So first, if this were a "real-world" problem. Then the answer is 12 because $n$ should be an integer. (E.g. you can have a graph with 12 nodes, but not with 12.5 nodes.)
If we're trying to figure out for which real number $n$ do we have $n! = 10^9$ then we need to understand what that question even means because factorials are only defined for whole numbers. The most common extension of the factorial function to the reals (and complex numbers) is the Gamma function and we can use this (and a computer) to get an answer. The Gamma function is related to the factorial function by $\Gamma(n + 1) = n!$ when $n$ is a whole number.

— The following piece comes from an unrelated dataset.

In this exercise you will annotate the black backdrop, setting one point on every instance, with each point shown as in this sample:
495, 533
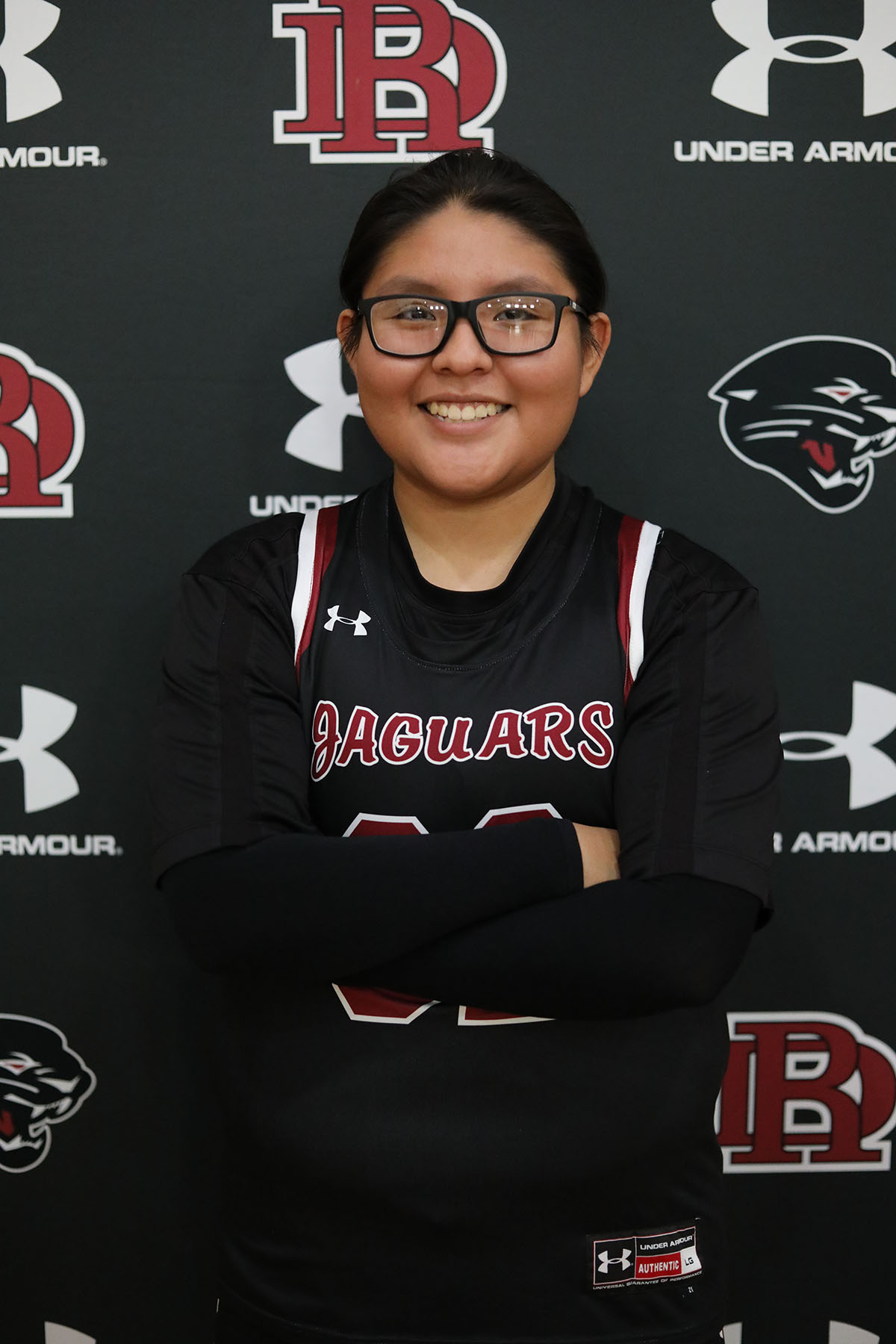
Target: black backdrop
166, 249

So the question we want to ask our computer is: solve $\Gamma(n + 1) = 10^9$. But probably we should modify this to: solve $\log \Gamma(n + 1) = 9 \log 10$ since computers have good algorithms for computing $\log \Gamma(x)$ and $10^9$ is quite large so it might be harder to work with numbers at that scale.
If we do this, we get the answer $n \approx 12.2900691486\ldots$.
https://www.wolframalpha.com/input/?i=solve+loggamma%28n+%2B+1%29+%3D+9+log%2810%29
Addendum: so this method also gives a good way to compute the largest integer with $n! \le 10^9$ by rounding down. It's advantage is that if you have a computer algebra system with existing methods, you can program this in 1 line. E.g. in Mathematica, you could write
Floor[n] /. NSolve[{LogGamma[n + 1] == 9 Log[10] && n >= 0}, Reals]
But now let's say we don't have methods already for computing log-gamma or numeric solvers. Then probably the next best thing is to program (or work by hand) some sort of binary search:
- compute $10!, 20!, 30!, \ldots$ etc. until you have two values with $a! < 10^9 < b!$. In our case that would be $10! < 10^9 < 20!$. You can use a larger gap than $10$ if the number is really-really-really big.
- then just repeatedly divide the interval in two: $10! < 10^9 < 15!$
- $10! < 10^9 < 13!$
- $11! < 10^9 < 13!$
- $12! < 10^9 < 13!$
Binary search is generally quite fast. Here we have to compute only 6 factorials: 10, 20, 15, 13, 11, 12. If we did a linear search: 1!, 2!, 3!, ... it would take twice as long.